Also das W3C hat sich ziemlich an den Interessen der grossen Konzerne
orientiert. Zu Zeiten des Browserkriegs bestand die Standardisierung
vor allem in einem Wettrennen wer welche proprietären Standards im W3C
durchsetzt. Das Ergebnis sind völlig zerstörte Standards im
Web-bereich. Das beruhigt sich erst so langsam wieder. Der Schaden der
da angerichtet wurde braucht wahrscheinlich Jahrzehnte um wieder zu
heilen. 

Ähnliches gilt für die FSF in Bezug auf die Freie-Software-Gemeinde.
Wenn die FSF die GPL vor Gericht einklagt, dann setzt sie sogar über
den Staat vermittelt Dominationsmittel ein - das hat ThomasB ja
bereits hervorgehoben. Damit nimmt die FSF - und auch das formuliert
sie ziemlich explizit so - den Standpunkt des Sozialsystems
Freie-Software-Community (wofür sie ja im übrigen auch kritisiert wird
BTW).

Die FSF ist ein ganz anderer Fall, da die GPL kein technischer
Standard ist an den ich mich unter Strafe des Untergangs halten muss.

In beiden Fällen gibt es übrigens auch einen nicht unerheblichen
repräsentativen Anteil bzgl. der jeweiligen Sozialsysteme.

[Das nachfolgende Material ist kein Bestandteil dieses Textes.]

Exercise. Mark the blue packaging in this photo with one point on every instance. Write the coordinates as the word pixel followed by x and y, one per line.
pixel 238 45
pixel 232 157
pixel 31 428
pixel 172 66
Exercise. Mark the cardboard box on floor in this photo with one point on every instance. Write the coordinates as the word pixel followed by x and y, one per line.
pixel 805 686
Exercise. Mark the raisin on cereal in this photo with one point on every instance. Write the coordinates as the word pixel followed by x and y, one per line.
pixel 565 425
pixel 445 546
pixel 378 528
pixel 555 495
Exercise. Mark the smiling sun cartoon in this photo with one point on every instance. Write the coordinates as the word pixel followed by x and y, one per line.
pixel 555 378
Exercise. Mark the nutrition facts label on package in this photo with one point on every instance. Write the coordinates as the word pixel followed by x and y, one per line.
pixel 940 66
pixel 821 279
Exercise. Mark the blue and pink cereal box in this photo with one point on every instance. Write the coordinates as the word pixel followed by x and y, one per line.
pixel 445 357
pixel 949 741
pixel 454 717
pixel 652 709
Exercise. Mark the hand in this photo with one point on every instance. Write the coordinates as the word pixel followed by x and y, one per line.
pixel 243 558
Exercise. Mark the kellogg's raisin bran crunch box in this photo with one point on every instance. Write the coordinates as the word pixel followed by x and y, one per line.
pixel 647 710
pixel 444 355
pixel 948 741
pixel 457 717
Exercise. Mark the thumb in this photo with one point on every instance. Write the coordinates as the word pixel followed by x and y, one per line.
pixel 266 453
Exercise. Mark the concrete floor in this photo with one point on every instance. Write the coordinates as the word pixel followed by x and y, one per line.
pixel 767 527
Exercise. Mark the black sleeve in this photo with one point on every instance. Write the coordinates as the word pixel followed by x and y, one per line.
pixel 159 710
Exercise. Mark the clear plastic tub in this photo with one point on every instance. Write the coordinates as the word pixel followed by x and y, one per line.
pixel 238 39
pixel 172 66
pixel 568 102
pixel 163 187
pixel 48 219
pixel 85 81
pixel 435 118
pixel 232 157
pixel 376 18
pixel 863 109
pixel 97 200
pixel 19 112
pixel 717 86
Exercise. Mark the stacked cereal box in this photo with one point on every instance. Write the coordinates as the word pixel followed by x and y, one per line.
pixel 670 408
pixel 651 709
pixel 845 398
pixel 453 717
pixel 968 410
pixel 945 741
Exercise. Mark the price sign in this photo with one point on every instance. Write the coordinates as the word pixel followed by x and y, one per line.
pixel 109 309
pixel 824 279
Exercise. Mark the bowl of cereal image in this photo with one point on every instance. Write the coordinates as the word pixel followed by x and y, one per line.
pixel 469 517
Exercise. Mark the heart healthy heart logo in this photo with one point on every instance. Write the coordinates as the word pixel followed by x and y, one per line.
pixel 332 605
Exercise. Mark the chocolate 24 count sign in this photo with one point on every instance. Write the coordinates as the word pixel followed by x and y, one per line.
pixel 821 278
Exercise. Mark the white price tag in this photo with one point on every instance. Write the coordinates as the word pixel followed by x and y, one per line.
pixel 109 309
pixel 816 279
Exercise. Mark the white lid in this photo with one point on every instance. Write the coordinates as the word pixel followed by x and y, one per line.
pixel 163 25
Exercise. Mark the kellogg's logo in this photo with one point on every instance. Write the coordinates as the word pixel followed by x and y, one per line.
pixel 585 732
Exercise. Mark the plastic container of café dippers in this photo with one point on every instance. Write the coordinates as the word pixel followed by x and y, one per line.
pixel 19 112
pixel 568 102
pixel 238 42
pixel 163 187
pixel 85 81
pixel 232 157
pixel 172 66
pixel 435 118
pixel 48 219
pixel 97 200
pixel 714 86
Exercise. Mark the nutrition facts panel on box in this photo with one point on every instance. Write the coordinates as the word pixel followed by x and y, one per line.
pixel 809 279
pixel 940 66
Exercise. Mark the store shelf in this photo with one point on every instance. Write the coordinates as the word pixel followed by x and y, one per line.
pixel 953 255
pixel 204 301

Die RFCs, die bekanntlich wesentlich die Standards des Internet
bilden, spielen in der gleichen Liga. Auch hier handelt es sich um
Normen, die im Interesse des Sozialsystems Internet definiert werden.
Auch hier gibt es wenig oder gar keine Dominationsmöglichkeiten.
Dennoch handelt es sich m.E. in vielerlei Hinsicht um ein
Herrschaftsphänomen. Zumindest spielt hier der Standpunkt des
Sozialsystems eine wesentliche Rolle.

Die RFCs liegen irgendwo in der Mitte zwischen den beiden anderen
Beispielen, denke ich.

Mein Anliegen wäre, sich *exakt* diese Phänomene eingehend anzuschauen
und genauer zu kristallisieren, wie diese Dinge funktionieren.
Insbesondere: Wie schaffen es diese Systeme, sich ohne Domination
durchzusetzen und warum funktioniert das so?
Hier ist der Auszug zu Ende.